I was invited to speak at the CII Partnership Summit held in Chennai at the session on New Trade Routes. I spoke on how Latin/South America is well-positioned as the world’s agriculture outsourcing hub, and can meet India’s needs for food security. See video below:
The recent price rise in food items which has caused heartache and wallet-ache for many Indian households is a phenemenon that will worsen in the years ahead. The near quadrupling in the price of toor dal (split pigeon pea) over the last 3 years is only a trailer in the coming horror movie of spiraling food inflation. With Indian incomes forecast to rise over the next decades, food consumption will skyrocket. On the edible oil front, the annual additional deficit of 350,000 to 450,000 tons projected by the Solvent Extractors Association of India is the equivalent of every Indian eating an additional samosa or bhajji every year; this is an exponential increase in demand. The same is the case with pulses and other commodities.
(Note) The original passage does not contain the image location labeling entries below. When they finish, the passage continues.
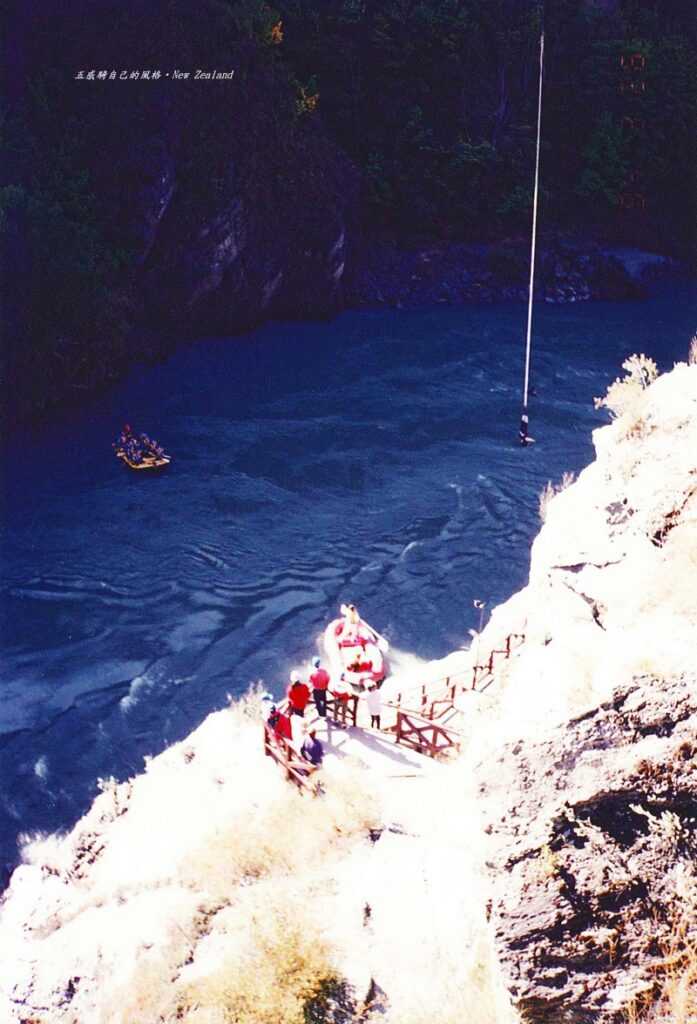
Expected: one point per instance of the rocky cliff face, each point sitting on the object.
(546, 876)
(597, 841)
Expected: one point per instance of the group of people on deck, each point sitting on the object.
(291, 726)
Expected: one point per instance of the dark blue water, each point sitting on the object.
(371, 459)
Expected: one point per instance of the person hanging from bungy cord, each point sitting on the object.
(298, 698)
(319, 680)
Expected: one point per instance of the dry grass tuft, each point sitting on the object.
(692, 352)
(624, 393)
(549, 492)
(284, 833)
(673, 998)
(273, 977)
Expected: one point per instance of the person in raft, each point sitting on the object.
(375, 706)
(351, 623)
(312, 750)
(298, 695)
(320, 681)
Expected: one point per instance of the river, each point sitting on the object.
(371, 459)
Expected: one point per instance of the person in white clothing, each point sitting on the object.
(375, 706)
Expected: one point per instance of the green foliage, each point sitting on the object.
(606, 162)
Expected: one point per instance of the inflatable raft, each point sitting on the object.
(147, 462)
(357, 654)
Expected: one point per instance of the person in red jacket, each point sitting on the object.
(298, 695)
(319, 680)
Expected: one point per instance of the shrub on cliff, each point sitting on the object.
(624, 392)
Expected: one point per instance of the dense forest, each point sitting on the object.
(131, 201)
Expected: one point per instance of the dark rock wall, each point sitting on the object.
(597, 851)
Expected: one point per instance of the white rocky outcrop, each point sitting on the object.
(207, 880)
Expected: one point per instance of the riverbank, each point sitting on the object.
(549, 871)
(374, 274)
(567, 270)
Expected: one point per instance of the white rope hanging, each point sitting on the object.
(524, 439)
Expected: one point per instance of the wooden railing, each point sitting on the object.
(419, 727)
(435, 698)
(424, 735)
(343, 712)
(296, 768)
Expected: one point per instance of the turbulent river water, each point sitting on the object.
(371, 459)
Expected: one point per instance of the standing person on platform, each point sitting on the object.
(319, 680)
(298, 699)
(298, 695)
(312, 750)
(375, 706)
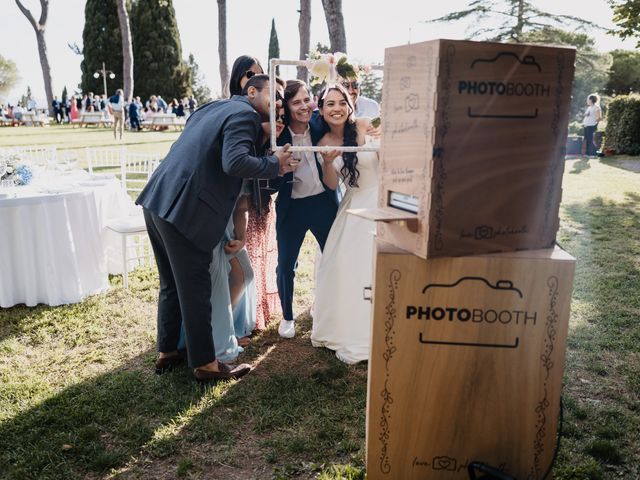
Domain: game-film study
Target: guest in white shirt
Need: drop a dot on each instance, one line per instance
(116, 108)
(364, 107)
(592, 116)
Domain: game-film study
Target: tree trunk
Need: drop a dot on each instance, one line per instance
(520, 25)
(127, 50)
(39, 28)
(304, 27)
(222, 47)
(335, 24)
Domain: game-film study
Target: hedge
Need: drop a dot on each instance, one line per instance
(623, 125)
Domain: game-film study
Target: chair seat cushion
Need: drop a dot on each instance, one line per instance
(128, 224)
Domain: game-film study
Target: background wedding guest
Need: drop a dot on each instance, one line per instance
(57, 109)
(134, 114)
(305, 202)
(116, 108)
(187, 204)
(592, 116)
(364, 106)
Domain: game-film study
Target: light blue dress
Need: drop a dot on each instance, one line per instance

Forgetting the recent blame game for rapid food price in India – accusing politicians, traders, speculators, hoarders for this recent food increase, the main reason has been prolonged underinvestment on the supply side of food production, because Indian farming has been a sector with terrible incentives. Not surprisingly, 45% of Indian farmers want to quit farming. Add to that rapidly falling water tables in North India – India’s bread basket, and erratic monsoons from climate change you have the recipe for domestic food output falling short of demand, repeatedly in the future.
Latin America can meet India’s food needs, a place where agriculture commands the status of IT in India, with the best brains and fortunes in that sector. Indian companies should join US, European companies who have realized this, and participate in the agri value chain there – investing in contract farming to agroinputs to food processing to logistics.